Peanut Butter Banana Oatmeal

A classic banana oatmeal with peanut butter and simple spices. Kids and adults love this recipe!
Course Breakfast
Cuisine American
Prep Time 5 minutes
Cook Time 5 minutes
Total Time 10 minutes
Servings 2 servings
Calories 451kcal
Author Ashley C.


  • 1 cup water
  • 1 cup old fashioned oats
  • 1/4 cup creamy peanut butter
  • 1 tablespoon honey or maple syrup (up to 2 tablespoons)
  • 1/2 teaspoon ground cinnamon (up to 1 teaspoon)
  • Pinch kosher salt
  • 1 ripe banana mashed
  • 1 cup milk (dairy or non dairy)
  • Sliced banana and peanut butter for serving


  • In a medium saucepan set over medium heat, combine water, oats, peanut butter, honey, cinnamon and salt.
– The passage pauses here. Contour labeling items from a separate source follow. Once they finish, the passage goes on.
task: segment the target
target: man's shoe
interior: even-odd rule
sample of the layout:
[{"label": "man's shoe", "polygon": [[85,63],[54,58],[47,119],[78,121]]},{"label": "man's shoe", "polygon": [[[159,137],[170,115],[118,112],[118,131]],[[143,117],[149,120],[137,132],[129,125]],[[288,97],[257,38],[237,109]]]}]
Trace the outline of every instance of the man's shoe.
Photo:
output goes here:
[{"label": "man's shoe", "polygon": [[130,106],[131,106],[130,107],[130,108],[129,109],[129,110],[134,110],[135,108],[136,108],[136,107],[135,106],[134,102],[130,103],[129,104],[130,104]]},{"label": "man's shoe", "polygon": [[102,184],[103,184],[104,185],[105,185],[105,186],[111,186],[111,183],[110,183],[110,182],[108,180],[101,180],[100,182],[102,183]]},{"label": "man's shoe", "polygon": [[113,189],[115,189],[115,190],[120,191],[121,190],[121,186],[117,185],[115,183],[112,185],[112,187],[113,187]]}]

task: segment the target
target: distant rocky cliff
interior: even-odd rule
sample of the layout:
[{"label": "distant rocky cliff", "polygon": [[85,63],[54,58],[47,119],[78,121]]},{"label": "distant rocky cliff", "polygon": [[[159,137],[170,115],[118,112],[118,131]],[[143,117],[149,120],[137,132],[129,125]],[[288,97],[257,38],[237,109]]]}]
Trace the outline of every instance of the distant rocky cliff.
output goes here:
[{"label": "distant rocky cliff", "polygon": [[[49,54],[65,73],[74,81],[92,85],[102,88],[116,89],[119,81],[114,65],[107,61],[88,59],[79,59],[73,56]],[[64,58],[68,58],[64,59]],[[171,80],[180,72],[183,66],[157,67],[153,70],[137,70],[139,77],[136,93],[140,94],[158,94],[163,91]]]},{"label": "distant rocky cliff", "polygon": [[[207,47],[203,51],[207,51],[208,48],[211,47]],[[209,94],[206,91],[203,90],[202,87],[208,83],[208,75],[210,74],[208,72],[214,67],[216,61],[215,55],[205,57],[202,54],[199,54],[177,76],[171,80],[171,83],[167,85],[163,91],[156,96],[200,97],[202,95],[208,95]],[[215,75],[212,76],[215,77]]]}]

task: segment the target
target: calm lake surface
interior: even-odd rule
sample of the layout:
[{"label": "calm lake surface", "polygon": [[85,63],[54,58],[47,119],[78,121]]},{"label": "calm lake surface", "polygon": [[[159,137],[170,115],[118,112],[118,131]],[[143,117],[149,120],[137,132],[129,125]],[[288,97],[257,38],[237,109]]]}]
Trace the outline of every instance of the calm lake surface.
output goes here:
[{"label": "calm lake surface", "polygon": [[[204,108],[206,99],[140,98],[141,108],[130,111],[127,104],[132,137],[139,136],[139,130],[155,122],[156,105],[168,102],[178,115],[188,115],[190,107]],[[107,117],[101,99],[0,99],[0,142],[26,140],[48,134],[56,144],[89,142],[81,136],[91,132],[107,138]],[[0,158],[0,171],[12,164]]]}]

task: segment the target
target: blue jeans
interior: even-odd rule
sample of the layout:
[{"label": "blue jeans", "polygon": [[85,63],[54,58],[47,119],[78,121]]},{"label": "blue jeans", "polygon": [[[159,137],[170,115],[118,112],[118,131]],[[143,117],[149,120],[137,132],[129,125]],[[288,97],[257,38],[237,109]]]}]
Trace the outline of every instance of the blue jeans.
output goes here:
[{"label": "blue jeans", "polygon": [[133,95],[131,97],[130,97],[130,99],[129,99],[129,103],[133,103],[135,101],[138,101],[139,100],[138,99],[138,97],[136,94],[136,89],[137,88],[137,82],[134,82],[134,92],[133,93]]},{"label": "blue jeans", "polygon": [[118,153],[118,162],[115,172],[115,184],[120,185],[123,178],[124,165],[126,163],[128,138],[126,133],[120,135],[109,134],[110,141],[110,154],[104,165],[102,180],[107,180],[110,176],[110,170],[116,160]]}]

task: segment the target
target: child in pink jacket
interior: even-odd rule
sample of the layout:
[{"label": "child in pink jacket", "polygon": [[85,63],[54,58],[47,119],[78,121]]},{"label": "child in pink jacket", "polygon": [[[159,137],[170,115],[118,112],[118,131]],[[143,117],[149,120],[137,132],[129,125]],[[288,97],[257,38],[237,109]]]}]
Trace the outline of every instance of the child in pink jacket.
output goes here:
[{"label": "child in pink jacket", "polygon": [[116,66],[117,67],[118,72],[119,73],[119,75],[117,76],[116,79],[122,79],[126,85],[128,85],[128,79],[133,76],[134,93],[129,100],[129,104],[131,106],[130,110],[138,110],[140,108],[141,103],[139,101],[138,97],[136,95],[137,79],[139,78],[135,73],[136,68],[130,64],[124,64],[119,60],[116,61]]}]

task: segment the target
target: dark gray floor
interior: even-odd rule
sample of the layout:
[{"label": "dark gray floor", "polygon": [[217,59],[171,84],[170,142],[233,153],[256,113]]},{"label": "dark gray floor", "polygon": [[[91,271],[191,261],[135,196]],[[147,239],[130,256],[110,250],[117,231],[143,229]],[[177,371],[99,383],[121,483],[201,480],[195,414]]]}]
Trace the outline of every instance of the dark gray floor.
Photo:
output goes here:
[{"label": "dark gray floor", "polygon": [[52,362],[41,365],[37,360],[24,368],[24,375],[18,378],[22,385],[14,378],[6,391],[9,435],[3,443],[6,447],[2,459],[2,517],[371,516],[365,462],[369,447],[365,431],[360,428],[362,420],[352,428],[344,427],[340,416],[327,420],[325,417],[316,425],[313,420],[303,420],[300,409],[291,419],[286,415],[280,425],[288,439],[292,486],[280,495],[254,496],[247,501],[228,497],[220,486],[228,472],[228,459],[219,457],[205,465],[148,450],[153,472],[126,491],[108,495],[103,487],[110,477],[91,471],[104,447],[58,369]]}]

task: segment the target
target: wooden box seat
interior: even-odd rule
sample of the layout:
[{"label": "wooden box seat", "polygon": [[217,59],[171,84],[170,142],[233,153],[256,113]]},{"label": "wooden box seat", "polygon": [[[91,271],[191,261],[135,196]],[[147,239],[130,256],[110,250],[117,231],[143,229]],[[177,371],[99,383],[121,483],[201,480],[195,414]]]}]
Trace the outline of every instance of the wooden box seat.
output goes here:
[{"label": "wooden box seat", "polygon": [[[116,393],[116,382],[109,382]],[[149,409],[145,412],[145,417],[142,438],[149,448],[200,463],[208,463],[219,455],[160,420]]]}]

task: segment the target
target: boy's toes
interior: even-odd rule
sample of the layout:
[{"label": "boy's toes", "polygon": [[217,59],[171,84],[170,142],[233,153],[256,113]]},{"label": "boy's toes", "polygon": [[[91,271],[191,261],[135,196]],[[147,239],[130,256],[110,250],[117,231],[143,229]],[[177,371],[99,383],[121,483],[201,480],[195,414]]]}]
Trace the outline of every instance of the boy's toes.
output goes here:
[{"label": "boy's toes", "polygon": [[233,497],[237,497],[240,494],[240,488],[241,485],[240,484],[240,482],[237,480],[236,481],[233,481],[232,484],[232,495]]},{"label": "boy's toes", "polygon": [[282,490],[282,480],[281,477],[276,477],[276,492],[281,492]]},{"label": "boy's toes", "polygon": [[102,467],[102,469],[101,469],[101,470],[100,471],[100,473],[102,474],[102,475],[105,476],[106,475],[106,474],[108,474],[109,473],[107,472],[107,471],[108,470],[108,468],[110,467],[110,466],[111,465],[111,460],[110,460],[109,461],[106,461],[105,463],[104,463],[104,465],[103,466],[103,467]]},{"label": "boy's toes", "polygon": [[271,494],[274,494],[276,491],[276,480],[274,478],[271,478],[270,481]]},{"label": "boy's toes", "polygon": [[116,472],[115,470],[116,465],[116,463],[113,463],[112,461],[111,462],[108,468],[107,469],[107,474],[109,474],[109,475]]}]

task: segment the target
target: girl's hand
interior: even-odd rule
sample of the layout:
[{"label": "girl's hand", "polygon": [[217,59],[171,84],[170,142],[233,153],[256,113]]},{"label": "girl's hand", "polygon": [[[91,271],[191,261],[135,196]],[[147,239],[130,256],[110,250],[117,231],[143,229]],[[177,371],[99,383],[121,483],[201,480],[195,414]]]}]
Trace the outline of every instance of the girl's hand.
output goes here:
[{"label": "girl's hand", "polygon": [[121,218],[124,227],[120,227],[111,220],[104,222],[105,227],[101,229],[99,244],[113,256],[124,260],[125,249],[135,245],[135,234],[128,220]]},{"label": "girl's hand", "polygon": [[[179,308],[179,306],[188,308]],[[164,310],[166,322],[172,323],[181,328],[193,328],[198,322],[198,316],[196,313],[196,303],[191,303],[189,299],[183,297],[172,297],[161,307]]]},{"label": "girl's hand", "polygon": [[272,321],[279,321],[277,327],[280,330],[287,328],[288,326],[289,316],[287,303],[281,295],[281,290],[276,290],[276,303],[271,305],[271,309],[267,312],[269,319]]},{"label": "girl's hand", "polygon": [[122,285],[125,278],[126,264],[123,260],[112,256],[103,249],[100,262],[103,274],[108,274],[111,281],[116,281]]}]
Bring the mixture to a bubbling boil, stirring occasionally.
  • Add in the banana and milk. Stir and cook for 7 to 10 minutes until creamy and warmed through. Remove from the heat.
  • Allow the oatmeal to sit for a few minutes to thicken further. For a creamier consistency, add additional milk.
  • Transfer oatmeal to 2 bowls and top with sliced banana and a drizzle of peanut butter, if desired. Serve immediately.


Storing: You can store portions of this oatmeal in an airtight container in the fridge for up to 5 days. When ready to reheat, you may need a splash of milk to mix in and rehydrate. 
Freezing: The best way to freeze cooked oatmeal is in mini silicone muffin tins or individual freezer bags with as much air removed as possible. Freeze for up to 3 months and thaw overnight in the fridge before reheating and serving. 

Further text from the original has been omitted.